Between 1994–2000, Yahoo! dominated the consumer Internet industry and much of the world’s attention. The company’s exclamation mark cast a long, purple-hued shadow across the globe, as users flocked to its ever-expanding array of services, and online and offline companies of all sizes threw money at it (almost literally) to gain prominent visibility among its massive, segmentable audience. Yahoo!’s page views rocketed; revenue rocketed; profits rocketed; stock price rocketed; market capitalization rocketed. Yahoo!, it seemed, could do no wrong.
Then, the world changed. Radically.
Consumer behavior shifted, with individuals the world over flirting with, and then devoting themselves, to myriad other online services. The business cycle changed and companies chose/were forced to reduce or eliminate their online advertising budgets. Then, when Internet advertising budgets returned a few years later, business behavior adjusted again, with marketers broadly diversifying their spend across the Web (following those same migrating users). And, perhaps most significantly and most representative of both of the previous issues, Google emerged, presenting consumers with a slate of invaluable (and competitive) services and companies with a nearly perfect mechanism/venue through which to market their offerings.
Needless-to-say, the 2000–2013 period has not been nearly so kind to the purple giant-of-yesterday — not to its metrics; nor its business; nor its stock; nor its market capitalization.
Throughout its rollercoaster-of-a-life, however, Yahoo! has remained shockingly static at its core, with a (still) massive, segmentable audience consuming an enormous volume of free content and services, surrounded by advertisements of all shapes and sizes. That those content/service offerings now include Fantasy Football and photos from Flickr, rather than, say, news and NASDAQ quotes, is nice, but irrelevant, as is the fact that the company now offers rich media and video ads, as opposed to just sponsorships and banners. Those are incremental changes to the story — variations on the theme; because, the fact of the matter is that — apart from its early days of minimal competition and “easy money” — Yahoo! has struggled mightily to engage its users in fundamentally new ways; unlock the true value of its global user base for its advertising clients; and, bring to market any lasting innovation that even hints at shaking the status quo all over again.

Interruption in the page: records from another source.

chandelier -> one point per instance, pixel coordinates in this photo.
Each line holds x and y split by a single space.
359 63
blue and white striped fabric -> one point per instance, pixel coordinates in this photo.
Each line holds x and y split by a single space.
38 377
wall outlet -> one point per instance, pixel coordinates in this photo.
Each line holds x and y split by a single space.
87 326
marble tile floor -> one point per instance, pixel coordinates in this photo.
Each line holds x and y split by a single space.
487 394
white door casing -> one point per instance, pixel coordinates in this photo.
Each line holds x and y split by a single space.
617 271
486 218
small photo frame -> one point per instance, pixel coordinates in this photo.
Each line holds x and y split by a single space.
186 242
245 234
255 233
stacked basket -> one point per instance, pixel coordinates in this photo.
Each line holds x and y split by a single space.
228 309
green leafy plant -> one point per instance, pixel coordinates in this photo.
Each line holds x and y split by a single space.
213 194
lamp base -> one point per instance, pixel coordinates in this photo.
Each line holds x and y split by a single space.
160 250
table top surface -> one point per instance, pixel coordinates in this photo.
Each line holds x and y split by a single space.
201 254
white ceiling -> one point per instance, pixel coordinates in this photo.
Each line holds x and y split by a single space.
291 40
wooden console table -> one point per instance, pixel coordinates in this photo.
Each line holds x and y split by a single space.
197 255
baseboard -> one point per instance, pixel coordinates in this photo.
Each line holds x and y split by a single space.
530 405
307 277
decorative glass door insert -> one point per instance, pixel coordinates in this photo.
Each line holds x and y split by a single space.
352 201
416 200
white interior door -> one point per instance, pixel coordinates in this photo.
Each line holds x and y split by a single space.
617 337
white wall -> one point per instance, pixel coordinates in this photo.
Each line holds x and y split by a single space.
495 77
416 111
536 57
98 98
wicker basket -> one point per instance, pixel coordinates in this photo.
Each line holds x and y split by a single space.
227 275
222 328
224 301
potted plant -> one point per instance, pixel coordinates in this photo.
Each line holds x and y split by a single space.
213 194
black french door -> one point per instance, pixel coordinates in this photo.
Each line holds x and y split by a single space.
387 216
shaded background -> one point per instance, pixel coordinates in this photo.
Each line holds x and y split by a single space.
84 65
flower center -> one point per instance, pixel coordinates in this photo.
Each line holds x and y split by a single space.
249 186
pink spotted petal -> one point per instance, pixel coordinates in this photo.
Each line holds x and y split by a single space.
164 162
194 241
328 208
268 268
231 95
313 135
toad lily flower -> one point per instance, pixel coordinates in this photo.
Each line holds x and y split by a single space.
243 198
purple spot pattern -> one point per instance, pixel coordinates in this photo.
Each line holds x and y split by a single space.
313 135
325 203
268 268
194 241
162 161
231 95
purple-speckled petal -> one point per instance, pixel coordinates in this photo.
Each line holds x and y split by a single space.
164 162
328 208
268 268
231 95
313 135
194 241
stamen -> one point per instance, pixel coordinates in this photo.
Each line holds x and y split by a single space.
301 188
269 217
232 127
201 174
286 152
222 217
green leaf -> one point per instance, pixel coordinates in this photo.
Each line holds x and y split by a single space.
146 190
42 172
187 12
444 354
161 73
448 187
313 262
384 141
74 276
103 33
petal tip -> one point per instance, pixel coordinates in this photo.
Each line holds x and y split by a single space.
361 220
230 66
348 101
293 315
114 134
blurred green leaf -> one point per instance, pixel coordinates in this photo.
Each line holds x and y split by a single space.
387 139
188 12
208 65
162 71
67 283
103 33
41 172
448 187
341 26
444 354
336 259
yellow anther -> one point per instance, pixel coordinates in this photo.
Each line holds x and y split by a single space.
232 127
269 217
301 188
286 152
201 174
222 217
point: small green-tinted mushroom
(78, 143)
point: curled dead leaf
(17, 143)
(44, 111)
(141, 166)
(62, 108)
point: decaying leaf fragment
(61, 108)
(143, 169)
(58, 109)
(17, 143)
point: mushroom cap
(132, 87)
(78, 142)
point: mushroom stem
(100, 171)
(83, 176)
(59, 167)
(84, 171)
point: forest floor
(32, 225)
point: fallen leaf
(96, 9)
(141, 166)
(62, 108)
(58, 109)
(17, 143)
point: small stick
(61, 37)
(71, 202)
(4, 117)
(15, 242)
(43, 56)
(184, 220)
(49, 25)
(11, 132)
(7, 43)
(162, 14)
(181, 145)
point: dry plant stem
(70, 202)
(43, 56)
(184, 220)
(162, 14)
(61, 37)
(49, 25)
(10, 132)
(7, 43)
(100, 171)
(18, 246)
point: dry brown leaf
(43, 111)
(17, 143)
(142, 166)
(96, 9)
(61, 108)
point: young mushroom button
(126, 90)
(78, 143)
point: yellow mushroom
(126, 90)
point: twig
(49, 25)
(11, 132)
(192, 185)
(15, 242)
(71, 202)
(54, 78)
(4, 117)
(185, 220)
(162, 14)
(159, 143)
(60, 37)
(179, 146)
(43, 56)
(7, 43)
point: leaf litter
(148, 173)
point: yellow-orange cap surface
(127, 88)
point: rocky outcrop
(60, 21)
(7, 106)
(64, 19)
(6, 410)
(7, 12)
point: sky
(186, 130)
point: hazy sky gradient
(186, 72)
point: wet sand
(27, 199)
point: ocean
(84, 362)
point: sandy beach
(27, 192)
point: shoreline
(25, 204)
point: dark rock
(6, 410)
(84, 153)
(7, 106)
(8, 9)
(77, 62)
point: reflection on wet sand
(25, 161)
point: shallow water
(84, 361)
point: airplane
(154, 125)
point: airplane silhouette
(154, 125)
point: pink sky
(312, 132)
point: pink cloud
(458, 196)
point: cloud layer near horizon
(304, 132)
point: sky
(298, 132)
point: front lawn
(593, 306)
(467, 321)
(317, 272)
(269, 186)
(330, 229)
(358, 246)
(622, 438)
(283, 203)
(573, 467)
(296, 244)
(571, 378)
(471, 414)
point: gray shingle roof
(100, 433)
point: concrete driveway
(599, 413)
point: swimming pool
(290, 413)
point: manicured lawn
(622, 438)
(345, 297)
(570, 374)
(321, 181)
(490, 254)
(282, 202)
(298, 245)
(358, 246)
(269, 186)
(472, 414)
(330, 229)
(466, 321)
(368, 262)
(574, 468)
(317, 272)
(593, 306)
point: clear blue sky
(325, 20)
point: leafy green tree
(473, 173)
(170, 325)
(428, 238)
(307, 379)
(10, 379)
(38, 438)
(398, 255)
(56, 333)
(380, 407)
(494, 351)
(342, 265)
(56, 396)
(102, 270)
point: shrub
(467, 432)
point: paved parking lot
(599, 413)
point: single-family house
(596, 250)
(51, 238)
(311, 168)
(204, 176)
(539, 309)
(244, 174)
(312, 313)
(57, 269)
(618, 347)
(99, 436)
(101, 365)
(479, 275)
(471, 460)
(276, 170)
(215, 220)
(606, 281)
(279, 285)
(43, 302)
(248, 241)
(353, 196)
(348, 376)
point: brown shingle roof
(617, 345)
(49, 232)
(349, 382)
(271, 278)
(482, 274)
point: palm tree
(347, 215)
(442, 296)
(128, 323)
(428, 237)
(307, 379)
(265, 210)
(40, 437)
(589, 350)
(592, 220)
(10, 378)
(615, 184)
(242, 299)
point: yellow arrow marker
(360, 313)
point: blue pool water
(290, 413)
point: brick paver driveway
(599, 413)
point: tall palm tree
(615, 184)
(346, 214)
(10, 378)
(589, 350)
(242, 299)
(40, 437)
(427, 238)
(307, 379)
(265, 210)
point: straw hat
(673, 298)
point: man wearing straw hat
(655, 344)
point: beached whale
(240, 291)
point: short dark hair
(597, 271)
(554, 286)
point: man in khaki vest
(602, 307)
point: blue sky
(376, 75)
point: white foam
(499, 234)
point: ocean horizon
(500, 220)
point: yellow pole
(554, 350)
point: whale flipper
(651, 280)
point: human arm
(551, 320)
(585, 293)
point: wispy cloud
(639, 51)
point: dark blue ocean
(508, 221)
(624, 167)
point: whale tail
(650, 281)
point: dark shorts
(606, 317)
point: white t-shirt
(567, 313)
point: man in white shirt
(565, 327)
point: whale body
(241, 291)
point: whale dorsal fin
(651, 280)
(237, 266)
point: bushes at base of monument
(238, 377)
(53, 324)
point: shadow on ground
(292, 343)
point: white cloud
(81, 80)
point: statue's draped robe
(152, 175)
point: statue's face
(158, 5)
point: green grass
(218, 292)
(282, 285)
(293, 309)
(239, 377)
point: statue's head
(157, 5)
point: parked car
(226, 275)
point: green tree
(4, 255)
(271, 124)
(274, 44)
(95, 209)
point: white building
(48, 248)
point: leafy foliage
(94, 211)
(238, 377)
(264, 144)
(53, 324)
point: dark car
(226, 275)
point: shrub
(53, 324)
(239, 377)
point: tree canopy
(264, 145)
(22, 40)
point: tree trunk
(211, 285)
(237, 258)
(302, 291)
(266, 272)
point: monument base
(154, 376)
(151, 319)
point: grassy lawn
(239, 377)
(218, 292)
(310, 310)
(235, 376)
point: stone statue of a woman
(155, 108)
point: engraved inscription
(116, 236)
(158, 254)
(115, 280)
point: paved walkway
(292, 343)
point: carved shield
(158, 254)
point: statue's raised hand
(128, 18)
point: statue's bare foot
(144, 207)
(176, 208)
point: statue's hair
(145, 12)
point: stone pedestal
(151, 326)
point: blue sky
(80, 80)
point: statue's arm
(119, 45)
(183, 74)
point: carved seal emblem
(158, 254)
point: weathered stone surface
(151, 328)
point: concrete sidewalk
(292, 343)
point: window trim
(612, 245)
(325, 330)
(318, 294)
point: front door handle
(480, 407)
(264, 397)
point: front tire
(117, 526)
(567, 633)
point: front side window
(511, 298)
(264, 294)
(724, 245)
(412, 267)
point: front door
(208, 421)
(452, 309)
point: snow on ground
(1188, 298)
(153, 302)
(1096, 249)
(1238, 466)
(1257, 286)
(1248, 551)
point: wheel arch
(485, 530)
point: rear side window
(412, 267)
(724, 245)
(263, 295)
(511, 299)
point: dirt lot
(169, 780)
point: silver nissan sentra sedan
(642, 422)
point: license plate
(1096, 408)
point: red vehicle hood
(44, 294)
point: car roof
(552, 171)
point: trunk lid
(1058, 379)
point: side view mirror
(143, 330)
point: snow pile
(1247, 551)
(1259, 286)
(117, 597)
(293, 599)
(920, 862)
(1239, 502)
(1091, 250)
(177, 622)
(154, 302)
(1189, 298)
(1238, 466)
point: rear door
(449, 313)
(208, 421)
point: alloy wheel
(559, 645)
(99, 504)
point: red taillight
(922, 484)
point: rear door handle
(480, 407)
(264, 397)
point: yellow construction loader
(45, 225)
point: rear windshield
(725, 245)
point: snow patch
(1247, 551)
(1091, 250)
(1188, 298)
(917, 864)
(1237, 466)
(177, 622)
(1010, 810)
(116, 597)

In not so subtle ways, this reminds me of Facebook. A. Lot.
Like Yahoo! in its early phase, Facebook hit the ball out of the park from the outset, and, it seems, hasn't yet stopped running the bases. From the ivy covered confines of Harvard University, Zuckerberg & Co. now attracts more than one billion users to its site globally; has enabled hundreds of billions of friend connections; sees hundreds of millions of photos uploaded daily; and, generates several billion dollars of revenue annually. Not bad for its first nine years, right?
And yet, since its astounding opening act, Facebook has bestowed upon us: Gifting - blah. News Feed algorithm changes - yawn. Suggested Posts - meh. Messaging - join the club. Sponsored Stories - ummm. Graph Search - niche. Poking (again) - ha. Timeline - zzzzz. News Feed design changes - argh. What's next, a new color scheme? A new font?
Suffice to say, the company is not exactly setting the world on fire with these efforts; more importantly, these are not (individually or collectively) doing much (if anything) to materially enhance Facebook's relationship with its users; substantively increase the level of dependency felt by its advertising clients; and/or fundamentally alter the trajectory of its franchise or business. Said differently, where is Facebook’s second act, like Android (acquired, transformed, and massively scaled by Google) or iPad? Where is its money-printing AdWords product? Where is its PayPal (acquired, and massively scaled, by eBay)? Where its its quantum leap forward? Where is its disruptive force?
None of this is to suggest that Facebook has, in any way, “failed;” nor is it meant to take anything away from the extraordinary space that Facebook has carved out for itself in our collective universe. Similarly, I do not mean to imply that Facebook is necessarily destined to follow in the path of Yahoo! (after all, it would be damned near impossible to repeat all of those mistakes).
That said, it is, hopefully, a wake-up call, because — at least to this observer — the company and its business seem far too focused on tweaking the edges of its past creation(s), rather than on changing the world all over again for both its users and advertisers. And that, as history might suggest, is a very risky path to enduring success on the Web.